The New Zealand government bonds are expected to strengthen as investors remain cautious ahead of the RBNZ policy meet on Thursday. It remains a close call between unchanged rates of 2.25 percent or a cut to 2.00 percent. Today, New Zealand markets will remain closed on account of the Queen's birthday, trading activity will resume on Tuesday.

On Friday, the yield on the benchmark 10-year bonds, which moves inversely to its price fell 3 basis points to 2.635 percent and the yield on short-term 2-year bonds dipped 2-1/2 basis points to 2.090 percent.

The Reserve Bank of New Zealand interest rate decision is due on Thursday, 9th June (Wednesday 21:00 GMT) although investors are pricing a 20 percent chance of a rate cut. We foresee that the Reserve Bank of New Zealand (RBNZ) is widely expected to leave the Official Cash Rate at its record low of 2.25 percent, after having cut 25 basis points. Even so, we expect the RBNZ to adopt a stronger easing bias, signalling further rate cuts ahead (albeit conditional on the data).
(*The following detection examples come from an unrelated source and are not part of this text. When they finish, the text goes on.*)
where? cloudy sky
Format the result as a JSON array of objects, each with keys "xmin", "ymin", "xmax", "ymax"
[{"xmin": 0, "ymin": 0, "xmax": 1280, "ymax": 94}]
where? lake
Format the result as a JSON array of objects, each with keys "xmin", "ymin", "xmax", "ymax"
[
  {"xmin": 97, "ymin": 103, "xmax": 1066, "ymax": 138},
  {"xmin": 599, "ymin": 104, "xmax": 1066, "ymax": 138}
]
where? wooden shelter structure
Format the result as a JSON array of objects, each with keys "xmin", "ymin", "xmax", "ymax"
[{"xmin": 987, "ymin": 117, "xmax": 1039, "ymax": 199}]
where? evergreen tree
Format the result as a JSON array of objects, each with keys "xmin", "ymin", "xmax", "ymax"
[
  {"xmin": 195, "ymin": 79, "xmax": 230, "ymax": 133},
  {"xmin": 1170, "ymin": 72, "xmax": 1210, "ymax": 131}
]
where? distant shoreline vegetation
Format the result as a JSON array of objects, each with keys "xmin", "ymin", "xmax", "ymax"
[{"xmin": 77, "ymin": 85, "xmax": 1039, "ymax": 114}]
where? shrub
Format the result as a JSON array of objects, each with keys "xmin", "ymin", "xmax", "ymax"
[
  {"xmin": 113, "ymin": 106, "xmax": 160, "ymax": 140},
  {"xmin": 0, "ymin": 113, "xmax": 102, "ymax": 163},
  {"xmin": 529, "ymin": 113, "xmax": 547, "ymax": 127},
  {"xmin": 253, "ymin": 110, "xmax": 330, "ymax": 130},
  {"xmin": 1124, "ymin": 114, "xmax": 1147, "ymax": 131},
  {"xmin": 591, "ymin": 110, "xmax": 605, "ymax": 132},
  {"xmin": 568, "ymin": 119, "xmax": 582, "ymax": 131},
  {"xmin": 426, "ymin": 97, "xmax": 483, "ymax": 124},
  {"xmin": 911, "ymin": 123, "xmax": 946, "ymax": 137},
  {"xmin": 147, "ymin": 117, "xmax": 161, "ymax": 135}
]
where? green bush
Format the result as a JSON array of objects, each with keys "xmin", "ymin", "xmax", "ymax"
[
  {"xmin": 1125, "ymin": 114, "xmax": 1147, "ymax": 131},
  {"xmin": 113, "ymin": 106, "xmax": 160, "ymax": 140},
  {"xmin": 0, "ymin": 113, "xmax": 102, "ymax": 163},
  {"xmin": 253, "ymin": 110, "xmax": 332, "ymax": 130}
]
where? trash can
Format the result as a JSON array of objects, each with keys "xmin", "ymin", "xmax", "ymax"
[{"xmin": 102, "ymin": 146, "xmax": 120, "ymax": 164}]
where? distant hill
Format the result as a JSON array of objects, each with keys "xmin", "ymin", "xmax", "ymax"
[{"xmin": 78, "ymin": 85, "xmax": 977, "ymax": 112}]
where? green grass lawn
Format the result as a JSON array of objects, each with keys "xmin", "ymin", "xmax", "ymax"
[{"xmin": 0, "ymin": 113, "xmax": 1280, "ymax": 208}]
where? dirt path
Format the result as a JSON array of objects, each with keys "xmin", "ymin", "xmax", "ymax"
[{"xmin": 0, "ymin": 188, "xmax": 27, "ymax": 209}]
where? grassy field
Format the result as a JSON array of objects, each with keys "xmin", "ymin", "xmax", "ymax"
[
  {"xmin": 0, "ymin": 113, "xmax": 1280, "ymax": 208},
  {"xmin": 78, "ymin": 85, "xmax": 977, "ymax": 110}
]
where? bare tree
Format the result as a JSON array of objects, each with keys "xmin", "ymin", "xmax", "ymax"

The May ANZ commodity price index rose 1.0 percent from -0.8 percent in April. However, on a y/y basis the index is down 11.7 percent. Moreover, New Zealand Q1 building work rose 5.3 percent q/q, against market consensus of 1.0 percent, marking the biggest Q1 rise for two years.

In the first quarter of the year, the RBNZ was concerned with weakness in the global dairy trade (GDT), but recent figures have shown improvement with the GDT auction prices rising 3.4 percent in the June 1st reading, after having already gained 2.6 percent in the prior release. Five out of the past six auctions have seen an increase in prices.

Lastly, we foresee the RBNZ cutting rate in June to around two percent is less likely, but expectations of a rate cut in August remains on. The Central bank may act on the housing market if they cut any further. However, the bank has not signalled any cut in the next policy meet in June, retaining its easing bias.